Objectifs de valorisation des travaux de recherche du doctorant : diffusion, publication et confidentialité,
droit à la propriété intellectuelle,…

Le CRPG finance une conférence internationale par étudiant au cours de sa thèse, et nous financerons au moins deux conférences supplémentaires sur nos fonds de recherche, de manière à ce que chaque année, le/la doctorant·e puisse présenter ses résultats dans des congrès internationaux. Bien entendu, le/la doctorant sera également invité·e à se rendre, tout au long de sa thèse, à des workshops nationaux (Atelier annuel « Mesure de la Déformation par Imagerie Satellitaire ») ou internationaux (ESA Fringe ou Living Planet meetings) afin qu’il puisse développer son carnet d’adresses. Il bénéficiera également des nombreux réunions et webinars organisés dans le cadre du programme FLATSIM.
En ce qui concerne la valorisation sous forme de publications, le/la doctorant·e aura la possibilité de produire plusieurs articles spécialisés sur son sujet, et l’opportunité supplémentaire de participer à d’autres articles de synthèse établis à partir de l’activité des encadrants.

Collaborations envisagées

Le volet Tibet du projet Form@ter FLATSIM est piloté par M.P. Doin (Isterre Grenoble) et réunit un ensemble de spécialistes. A ce titre, M.P. Doin fera partie avec C. Lassere (ENS Lyon) des collaboratrices externes du projet et de la thèse proposée. Ces deux interlocutrices ont une longue expérience en mesures InSAR sur le plateau Tibétain sur des thématiques de tectonique active et de rhéologie. Par ailleurs une collaboration active avec L. Martin (Cerege, et spécialiste de la modélisation des processus affectant le pergélisol) permettra de renforcer l’expertise de l’équipe sur la modélisation du pergélisol en partant notamment de modules numériques déjà existants incluant les aspects thermiques et hydrologiques, sur lesquels il suffira de rajouter les composantes de déformations verticales et horizontales.
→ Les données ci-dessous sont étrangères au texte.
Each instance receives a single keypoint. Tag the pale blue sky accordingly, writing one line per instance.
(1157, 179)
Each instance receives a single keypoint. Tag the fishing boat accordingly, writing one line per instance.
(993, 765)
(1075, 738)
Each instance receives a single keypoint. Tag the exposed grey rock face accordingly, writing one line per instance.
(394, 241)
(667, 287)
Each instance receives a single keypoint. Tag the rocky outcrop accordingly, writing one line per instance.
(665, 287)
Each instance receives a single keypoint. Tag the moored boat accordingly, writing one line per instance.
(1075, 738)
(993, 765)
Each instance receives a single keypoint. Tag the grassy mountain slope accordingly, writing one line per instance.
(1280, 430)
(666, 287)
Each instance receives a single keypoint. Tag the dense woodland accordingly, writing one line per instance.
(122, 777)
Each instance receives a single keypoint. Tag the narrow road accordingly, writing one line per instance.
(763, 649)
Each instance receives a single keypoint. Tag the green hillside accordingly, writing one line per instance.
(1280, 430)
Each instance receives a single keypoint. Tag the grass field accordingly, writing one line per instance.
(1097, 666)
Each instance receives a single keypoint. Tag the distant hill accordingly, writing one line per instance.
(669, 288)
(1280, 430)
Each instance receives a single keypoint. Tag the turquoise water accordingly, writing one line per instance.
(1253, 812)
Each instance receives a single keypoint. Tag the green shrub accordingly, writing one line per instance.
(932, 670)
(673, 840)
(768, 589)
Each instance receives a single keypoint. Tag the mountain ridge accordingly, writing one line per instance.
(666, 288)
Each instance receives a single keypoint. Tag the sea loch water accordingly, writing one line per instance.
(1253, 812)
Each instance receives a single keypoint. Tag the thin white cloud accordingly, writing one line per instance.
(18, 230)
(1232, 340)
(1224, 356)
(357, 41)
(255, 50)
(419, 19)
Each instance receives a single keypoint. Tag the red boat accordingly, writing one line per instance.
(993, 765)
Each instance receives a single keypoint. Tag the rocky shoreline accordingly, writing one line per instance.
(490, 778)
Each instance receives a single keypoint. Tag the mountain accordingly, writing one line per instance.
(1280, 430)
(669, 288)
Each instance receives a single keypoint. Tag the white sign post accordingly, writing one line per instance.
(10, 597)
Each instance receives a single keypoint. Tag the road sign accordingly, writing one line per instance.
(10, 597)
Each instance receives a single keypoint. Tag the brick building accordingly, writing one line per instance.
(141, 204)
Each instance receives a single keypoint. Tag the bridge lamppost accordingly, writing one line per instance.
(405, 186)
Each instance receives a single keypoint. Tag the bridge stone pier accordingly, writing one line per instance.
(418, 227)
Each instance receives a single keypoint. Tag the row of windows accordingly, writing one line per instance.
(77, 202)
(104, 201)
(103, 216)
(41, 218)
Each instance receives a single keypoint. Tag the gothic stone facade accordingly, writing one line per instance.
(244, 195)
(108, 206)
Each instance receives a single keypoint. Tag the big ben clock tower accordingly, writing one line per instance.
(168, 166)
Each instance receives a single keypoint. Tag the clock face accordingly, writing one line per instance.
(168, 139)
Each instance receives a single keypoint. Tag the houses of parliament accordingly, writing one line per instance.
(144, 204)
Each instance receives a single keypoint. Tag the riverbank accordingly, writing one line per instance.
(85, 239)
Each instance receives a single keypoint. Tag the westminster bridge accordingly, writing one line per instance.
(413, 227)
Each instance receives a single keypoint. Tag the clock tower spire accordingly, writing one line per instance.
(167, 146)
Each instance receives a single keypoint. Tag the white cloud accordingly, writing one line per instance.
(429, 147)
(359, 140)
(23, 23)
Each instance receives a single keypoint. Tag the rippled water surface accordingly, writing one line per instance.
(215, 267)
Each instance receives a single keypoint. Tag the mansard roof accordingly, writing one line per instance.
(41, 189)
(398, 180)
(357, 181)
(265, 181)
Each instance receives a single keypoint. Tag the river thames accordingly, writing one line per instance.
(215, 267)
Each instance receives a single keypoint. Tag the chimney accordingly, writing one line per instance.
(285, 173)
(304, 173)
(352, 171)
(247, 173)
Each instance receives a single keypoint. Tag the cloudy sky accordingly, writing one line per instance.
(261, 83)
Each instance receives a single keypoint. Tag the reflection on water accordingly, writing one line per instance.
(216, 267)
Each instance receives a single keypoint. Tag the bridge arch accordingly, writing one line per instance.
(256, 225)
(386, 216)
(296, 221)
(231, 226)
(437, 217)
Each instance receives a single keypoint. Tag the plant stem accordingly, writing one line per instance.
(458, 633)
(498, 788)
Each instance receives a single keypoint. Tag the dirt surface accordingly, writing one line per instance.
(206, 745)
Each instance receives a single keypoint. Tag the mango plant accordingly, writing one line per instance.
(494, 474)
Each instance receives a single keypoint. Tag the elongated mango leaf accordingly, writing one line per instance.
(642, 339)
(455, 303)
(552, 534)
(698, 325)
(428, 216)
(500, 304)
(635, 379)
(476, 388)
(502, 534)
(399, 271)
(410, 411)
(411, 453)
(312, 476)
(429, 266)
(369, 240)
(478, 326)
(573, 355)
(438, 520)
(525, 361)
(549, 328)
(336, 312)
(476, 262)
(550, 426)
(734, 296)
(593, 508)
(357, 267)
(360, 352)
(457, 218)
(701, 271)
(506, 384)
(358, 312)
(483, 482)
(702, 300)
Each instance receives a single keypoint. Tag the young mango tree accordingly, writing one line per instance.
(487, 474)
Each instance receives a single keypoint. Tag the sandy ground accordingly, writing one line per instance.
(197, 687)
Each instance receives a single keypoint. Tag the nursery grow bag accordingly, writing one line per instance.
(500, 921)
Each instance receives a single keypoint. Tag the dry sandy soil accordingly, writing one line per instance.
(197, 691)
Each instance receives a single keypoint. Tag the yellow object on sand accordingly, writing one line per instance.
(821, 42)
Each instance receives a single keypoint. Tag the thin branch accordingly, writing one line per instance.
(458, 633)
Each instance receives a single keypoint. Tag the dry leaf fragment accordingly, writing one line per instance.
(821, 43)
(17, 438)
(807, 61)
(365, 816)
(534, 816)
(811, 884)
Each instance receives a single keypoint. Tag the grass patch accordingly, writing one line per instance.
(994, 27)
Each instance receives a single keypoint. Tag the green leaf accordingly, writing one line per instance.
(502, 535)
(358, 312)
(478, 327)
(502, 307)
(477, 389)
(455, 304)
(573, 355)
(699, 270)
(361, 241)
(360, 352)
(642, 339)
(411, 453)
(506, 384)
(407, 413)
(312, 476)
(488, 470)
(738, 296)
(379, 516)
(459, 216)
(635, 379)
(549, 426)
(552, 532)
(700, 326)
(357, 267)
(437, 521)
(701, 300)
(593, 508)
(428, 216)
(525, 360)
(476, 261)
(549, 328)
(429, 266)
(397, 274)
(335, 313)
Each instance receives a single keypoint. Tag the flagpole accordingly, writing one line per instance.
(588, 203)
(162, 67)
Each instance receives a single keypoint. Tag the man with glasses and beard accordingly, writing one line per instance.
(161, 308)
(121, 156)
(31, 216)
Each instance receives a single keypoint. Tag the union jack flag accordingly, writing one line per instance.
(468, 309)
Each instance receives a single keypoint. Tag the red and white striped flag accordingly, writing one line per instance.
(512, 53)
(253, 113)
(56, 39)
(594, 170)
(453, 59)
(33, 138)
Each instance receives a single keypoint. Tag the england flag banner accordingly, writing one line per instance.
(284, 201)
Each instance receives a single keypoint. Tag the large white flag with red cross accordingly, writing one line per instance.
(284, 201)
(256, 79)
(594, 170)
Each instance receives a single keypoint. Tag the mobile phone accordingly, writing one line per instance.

Profil et compétences recherchées

Le candidat doit être titulaire d’un master en sciences de la terre, en télédétection ou d’un diplôme équivalent. Une partie importante du travail de thèse implique des calculs numériques utilisant la programmation, le traitement du signal (traitement d’images, analyse de séries temporelles), la modélisation et l’inversion. Par conséquent, le candidat doit faire preuve de compétences et/ou d’intérêt dans ces domaines. Les points suivants sont les bienvenus (mais pas obligatoires) : compétences en programmation en Python ou Fortran; expérience en traitement GPS ou InSAR ; expérience en SIG ; expérience en géodésie spatiale, en télédétection ou en géomorphologie.
Une bonne connaissance de l’anglais écrit et parlé est également attendue.